I’ve written about drug company costs in bringing drugs to market before. That has caused many to think I’m anti pharma, even though I don’t think I am (see today’s Upshot column on how much I love the drug I take). But this practice, of buying an old drug and then jacking up the price, is more common than many think:
Turing’s price increase is not an isolated example. While most of the attention on pharmaceutical prices has been on new drugs for diseases like cancer, hepatitis C and high cholesterol, there is also growing concern about huge price increases on older drugs, some of them generic, that have long been mainstays of treatment.
Although some price increases have been caused by shortages, others have resulted from a business strategy of buying old neglected drugs and turning them into high-priced “specialty drugs.”
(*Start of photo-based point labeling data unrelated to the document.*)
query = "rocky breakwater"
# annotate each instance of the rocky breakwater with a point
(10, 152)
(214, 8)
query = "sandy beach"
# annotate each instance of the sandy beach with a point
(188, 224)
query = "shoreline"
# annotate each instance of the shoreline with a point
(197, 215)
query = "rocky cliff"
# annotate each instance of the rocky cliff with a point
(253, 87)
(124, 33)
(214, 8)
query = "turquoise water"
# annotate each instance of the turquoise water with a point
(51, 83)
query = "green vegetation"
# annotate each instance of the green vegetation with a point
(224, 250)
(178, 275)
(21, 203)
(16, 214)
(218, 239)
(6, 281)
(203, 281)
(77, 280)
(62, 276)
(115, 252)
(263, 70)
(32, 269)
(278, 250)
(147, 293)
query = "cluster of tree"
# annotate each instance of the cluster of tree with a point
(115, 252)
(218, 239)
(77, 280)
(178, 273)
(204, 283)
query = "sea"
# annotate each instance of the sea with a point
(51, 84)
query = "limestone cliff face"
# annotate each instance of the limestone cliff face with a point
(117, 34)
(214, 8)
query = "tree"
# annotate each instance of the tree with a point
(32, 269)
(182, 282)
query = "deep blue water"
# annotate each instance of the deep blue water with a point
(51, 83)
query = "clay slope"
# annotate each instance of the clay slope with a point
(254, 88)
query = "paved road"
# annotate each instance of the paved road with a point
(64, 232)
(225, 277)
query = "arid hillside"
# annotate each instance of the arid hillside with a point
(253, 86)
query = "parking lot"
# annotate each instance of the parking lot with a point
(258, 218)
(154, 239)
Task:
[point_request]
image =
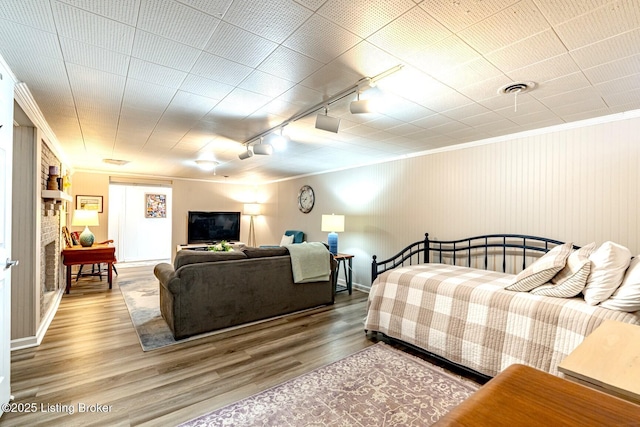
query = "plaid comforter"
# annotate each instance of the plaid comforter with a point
(464, 315)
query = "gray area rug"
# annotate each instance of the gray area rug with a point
(377, 386)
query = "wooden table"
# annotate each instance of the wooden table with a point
(346, 261)
(96, 254)
(524, 396)
(608, 360)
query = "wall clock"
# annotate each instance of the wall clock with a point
(306, 199)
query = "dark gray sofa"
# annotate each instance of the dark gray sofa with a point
(205, 291)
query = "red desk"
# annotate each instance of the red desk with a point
(95, 254)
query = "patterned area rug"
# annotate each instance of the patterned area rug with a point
(377, 386)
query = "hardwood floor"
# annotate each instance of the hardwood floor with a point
(91, 355)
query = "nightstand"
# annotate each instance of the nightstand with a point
(608, 360)
(346, 261)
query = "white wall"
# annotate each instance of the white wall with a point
(136, 237)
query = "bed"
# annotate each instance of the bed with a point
(448, 299)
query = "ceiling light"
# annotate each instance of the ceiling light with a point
(326, 122)
(206, 164)
(116, 162)
(263, 149)
(245, 155)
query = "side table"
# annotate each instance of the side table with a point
(346, 261)
(96, 254)
(608, 360)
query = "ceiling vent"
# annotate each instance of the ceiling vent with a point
(517, 87)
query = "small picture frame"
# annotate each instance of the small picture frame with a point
(89, 203)
(155, 205)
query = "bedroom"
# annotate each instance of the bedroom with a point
(578, 182)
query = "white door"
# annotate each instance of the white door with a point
(6, 145)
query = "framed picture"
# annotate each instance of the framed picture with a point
(156, 205)
(89, 203)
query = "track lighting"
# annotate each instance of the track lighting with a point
(246, 154)
(262, 149)
(326, 122)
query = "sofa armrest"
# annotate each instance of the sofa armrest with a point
(167, 277)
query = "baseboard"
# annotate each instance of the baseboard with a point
(34, 341)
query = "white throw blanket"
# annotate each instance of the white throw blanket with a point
(309, 262)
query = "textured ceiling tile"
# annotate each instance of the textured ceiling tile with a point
(34, 13)
(290, 65)
(607, 21)
(119, 10)
(28, 41)
(492, 34)
(437, 60)
(608, 50)
(238, 45)
(321, 39)
(612, 70)
(205, 87)
(266, 84)
(364, 17)
(527, 51)
(460, 14)
(410, 33)
(272, 19)
(91, 56)
(92, 29)
(549, 69)
(177, 22)
(216, 8)
(162, 51)
(156, 74)
(220, 69)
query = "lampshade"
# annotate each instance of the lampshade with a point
(83, 218)
(328, 123)
(333, 223)
(251, 209)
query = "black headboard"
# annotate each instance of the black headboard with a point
(498, 251)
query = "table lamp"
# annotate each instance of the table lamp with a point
(333, 224)
(85, 218)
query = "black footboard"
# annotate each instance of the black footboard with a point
(499, 252)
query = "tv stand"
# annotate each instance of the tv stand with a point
(203, 246)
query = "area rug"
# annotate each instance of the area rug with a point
(377, 386)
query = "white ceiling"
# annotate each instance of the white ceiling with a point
(161, 83)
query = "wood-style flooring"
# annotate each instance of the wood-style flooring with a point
(91, 355)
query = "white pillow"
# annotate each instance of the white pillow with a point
(572, 279)
(543, 270)
(627, 296)
(608, 264)
(286, 240)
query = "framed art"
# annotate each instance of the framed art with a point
(156, 205)
(89, 203)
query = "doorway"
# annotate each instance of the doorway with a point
(140, 222)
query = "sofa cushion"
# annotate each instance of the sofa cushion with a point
(185, 257)
(265, 252)
(543, 270)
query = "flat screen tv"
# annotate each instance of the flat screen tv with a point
(212, 227)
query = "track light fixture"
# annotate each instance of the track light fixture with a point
(246, 154)
(262, 149)
(326, 122)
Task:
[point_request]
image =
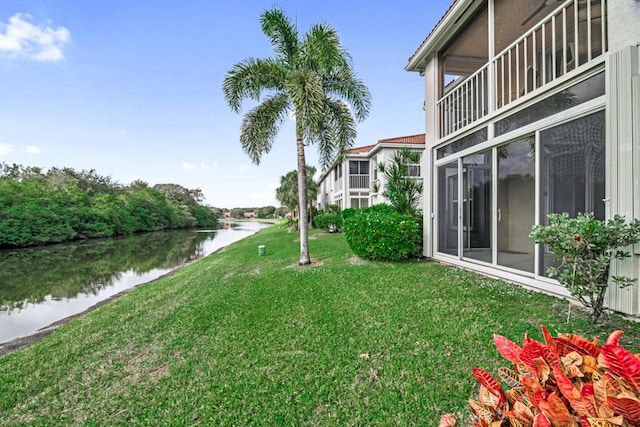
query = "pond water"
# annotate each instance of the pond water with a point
(39, 286)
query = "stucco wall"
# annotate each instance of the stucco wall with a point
(624, 27)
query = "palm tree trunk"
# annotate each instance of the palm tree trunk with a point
(303, 225)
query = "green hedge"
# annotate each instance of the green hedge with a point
(381, 233)
(329, 222)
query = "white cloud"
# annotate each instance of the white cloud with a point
(41, 43)
(200, 166)
(260, 196)
(6, 148)
(32, 149)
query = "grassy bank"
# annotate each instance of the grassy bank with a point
(240, 339)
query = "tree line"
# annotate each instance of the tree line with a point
(40, 206)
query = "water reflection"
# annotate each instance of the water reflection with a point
(39, 286)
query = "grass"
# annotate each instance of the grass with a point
(241, 339)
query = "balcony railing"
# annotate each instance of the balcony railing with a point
(464, 104)
(358, 181)
(572, 35)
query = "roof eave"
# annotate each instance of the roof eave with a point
(440, 34)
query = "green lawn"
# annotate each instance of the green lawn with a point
(240, 339)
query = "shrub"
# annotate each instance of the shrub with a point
(403, 191)
(585, 246)
(329, 222)
(566, 381)
(384, 235)
(349, 212)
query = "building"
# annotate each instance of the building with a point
(356, 181)
(531, 108)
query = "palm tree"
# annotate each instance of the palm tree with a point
(312, 80)
(288, 193)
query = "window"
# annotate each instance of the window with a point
(359, 167)
(573, 166)
(359, 174)
(337, 172)
(374, 168)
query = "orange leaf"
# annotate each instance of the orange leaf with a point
(541, 421)
(627, 407)
(601, 422)
(491, 384)
(622, 362)
(614, 338)
(556, 411)
(566, 387)
(507, 348)
(447, 420)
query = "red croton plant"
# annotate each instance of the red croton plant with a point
(568, 381)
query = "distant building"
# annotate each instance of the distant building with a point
(356, 182)
(531, 108)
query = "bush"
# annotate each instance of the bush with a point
(349, 212)
(585, 247)
(329, 222)
(565, 381)
(381, 233)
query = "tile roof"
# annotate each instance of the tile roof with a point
(360, 150)
(411, 139)
(432, 30)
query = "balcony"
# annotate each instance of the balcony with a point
(572, 35)
(358, 181)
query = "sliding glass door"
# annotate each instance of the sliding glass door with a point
(476, 214)
(516, 204)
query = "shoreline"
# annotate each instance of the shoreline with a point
(20, 343)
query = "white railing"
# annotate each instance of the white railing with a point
(571, 36)
(358, 181)
(465, 103)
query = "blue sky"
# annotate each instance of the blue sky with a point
(132, 89)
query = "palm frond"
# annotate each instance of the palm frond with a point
(260, 126)
(322, 50)
(307, 96)
(344, 84)
(337, 132)
(282, 33)
(249, 78)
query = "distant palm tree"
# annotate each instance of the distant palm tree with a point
(288, 193)
(311, 79)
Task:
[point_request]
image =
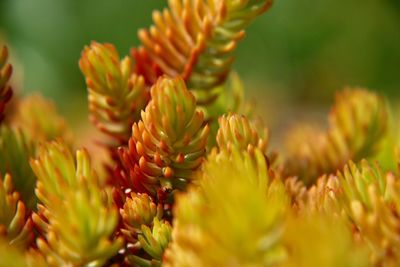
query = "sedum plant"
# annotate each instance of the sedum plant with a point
(190, 180)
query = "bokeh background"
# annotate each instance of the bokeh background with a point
(293, 60)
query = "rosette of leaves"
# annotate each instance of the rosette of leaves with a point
(195, 40)
(371, 199)
(236, 130)
(244, 209)
(358, 123)
(168, 144)
(80, 216)
(138, 210)
(116, 94)
(15, 223)
(153, 240)
(148, 235)
(15, 151)
(5, 74)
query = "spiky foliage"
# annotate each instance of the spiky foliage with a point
(81, 218)
(207, 229)
(138, 210)
(169, 142)
(116, 94)
(357, 125)
(195, 40)
(371, 198)
(5, 74)
(236, 130)
(15, 223)
(153, 241)
(41, 120)
(15, 151)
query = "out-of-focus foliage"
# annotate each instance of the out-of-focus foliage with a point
(5, 74)
(358, 123)
(15, 224)
(189, 181)
(81, 217)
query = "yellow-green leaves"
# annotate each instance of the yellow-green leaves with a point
(195, 40)
(138, 210)
(168, 144)
(40, 119)
(15, 223)
(5, 74)
(116, 95)
(321, 240)
(236, 214)
(15, 151)
(81, 216)
(357, 125)
(236, 130)
(371, 199)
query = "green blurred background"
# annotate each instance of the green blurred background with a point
(298, 53)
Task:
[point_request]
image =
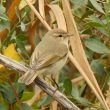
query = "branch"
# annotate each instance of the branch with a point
(49, 89)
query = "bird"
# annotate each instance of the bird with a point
(49, 56)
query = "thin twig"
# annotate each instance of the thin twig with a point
(49, 89)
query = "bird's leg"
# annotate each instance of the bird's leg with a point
(35, 97)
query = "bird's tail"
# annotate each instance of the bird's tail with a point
(28, 77)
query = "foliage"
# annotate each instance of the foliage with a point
(19, 37)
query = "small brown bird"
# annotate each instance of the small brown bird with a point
(49, 56)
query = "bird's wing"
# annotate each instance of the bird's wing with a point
(41, 59)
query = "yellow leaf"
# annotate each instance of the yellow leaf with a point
(11, 52)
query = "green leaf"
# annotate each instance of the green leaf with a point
(97, 67)
(96, 45)
(8, 91)
(26, 107)
(68, 85)
(2, 9)
(46, 100)
(97, 6)
(2, 107)
(4, 22)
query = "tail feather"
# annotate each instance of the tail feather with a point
(28, 78)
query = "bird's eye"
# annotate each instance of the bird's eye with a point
(60, 35)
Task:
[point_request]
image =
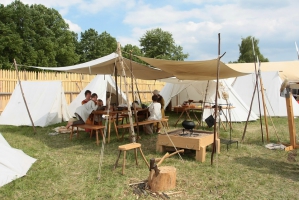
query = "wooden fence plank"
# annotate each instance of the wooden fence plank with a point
(70, 83)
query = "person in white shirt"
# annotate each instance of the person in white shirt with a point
(82, 112)
(155, 114)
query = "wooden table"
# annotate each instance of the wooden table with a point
(186, 110)
(198, 143)
(112, 118)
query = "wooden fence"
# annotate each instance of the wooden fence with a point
(72, 84)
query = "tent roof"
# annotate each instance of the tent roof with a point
(105, 65)
(193, 70)
(286, 69)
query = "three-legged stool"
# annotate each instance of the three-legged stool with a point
(127, 147)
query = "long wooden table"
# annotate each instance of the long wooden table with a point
(112, 117)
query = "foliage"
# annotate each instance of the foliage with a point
(35, 35)
(128, 48)
(93, 46)
(157, 43)
(246, 51)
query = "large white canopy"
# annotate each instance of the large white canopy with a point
(196, 90)
(46, 102)
(193, 70)
(105, 65)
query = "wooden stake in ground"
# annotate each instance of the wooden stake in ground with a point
(127, 93)
(15, 63)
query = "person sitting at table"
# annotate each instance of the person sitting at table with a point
(136, 104)
(87, 97)
(162, 102)
(82, 112)
(155, 114)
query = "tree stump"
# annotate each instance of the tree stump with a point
(165, 180)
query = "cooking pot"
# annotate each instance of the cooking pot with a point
(188, 124)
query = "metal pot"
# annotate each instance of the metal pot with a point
(188, 124)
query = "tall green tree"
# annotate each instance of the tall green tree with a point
(157, 43)
(93, 45)
(35, 35)
(128, 48)
(246, 50)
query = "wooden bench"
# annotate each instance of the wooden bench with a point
(95, 128)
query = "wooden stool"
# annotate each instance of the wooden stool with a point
(126, 147)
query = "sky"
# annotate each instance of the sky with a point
(194, 24)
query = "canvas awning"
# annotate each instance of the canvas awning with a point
(105, 65)
(286, 69)
(193, 70)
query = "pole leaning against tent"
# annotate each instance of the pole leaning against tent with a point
(126, 90)
(216, 100)
(133, 97)
(263, 99)
(15, 63)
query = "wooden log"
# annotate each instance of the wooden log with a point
(165, 180)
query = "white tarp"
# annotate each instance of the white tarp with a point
(99, 85)
(14, 163)
(178, 92)
(46, 102)
(276, 104)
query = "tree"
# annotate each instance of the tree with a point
(35, 35)
(128, 48)
(93, 46)
(157, 43)
(246, 51)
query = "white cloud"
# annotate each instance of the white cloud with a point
(73, 27)
(196, 29)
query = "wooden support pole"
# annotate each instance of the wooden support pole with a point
(127, 93)
(216, 101)
(15, 63)
(292, 129)
(133, 97)
(264, 105)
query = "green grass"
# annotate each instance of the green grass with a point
(68, 169)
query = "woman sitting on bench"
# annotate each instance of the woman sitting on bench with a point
(82, 112)
(155, 114)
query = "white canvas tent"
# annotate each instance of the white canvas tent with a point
(99, 85)
(179, 91)
(14, 163)
(276, 104)
(46, 102)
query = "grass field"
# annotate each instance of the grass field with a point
(68, 169)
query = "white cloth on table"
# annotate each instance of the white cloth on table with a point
(86, 109)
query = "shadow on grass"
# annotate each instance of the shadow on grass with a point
(269, 166)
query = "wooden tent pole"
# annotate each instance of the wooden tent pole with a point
(133, 97)
(203, 104)
(264, 105)
(127, 93)
(216, 100)
(15, 63)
Cycloserine, a drug used to treat dangerous multidrug-resistant tuberculosis, was just increased in price to $10,800 for 30 pills from $500 after its acquisition by Rodelis Therapeutics. Scott Spencer, general manager of Rodelis, said the company needed to invest to make sure the supply of the drug remained reliable. He said the company provided the drug free to certain needy patients.
In August, two members of Congress investigating generic drug price increases wrote to Valeant Pharmaceuticals after that company acquired two heart drugs, Isuprel and Nitropress, from Marathon Pharmaceuticals and promptly raised their prices by 525 percent and 212 percent respectively. Marathon had acquired the drugs from another company in 2013 and had quintupled their prices, according to the lawmakers, SenatorBernie Sanders, the Vermont independent who is seeking the Democratic nomination for president, and Representative Elijah E. Cummings, Democrat of Maryland.
Some companies find a drug that has a small market, but can’t be replaced. They buy up all the places that make it, giving themselves a virtual monopoly. Then, they jack up the price.
This may be legal – you’d have to ask Nick. But it sure isn’t going to be popular. Many people also think it isn’t right. Often high drug prices are argued for to cover the costs of drug development. But in this case, the company raising the prices did none of the development whatsoever. They bought a drug that was making money at $13.50 and then jacked up the price. Why?
Martin Shkreli, the founder and chief executive of Turing, said that the drug is so rarely used that the impact on the health system would be minuscule and that Turing would use the money it earns to develop better treatments for toxoplasmosis, with fewer side effects.
“This isn’t the greedy drug company trying to gouge patients, it is us trying to stay in business,” Mr. Shkreli said. He said that many patients use the drug for far less than a year and that the price was now more in line with those of other drugs for rare diseases.
“This is still one of the smallest pharmaceutical products in the world,” he said. “It really doesn’t make sense to get any criticism for this.”
“Trying to stay in business”? If the company couldn’t make money at the same price the old company was, then why did they buy the drug? And asking people to pay WAY more to fund other drug development seems like gouging sick people with no choice. I’m having trouble understanding the optics of this.
By the way, Medicaid and many hospitals will get the drug cheaper because of federal rebates and discounts. This will hit those with private insurance, Medicare, and hospitalized people. I’m curious to see how this plays out.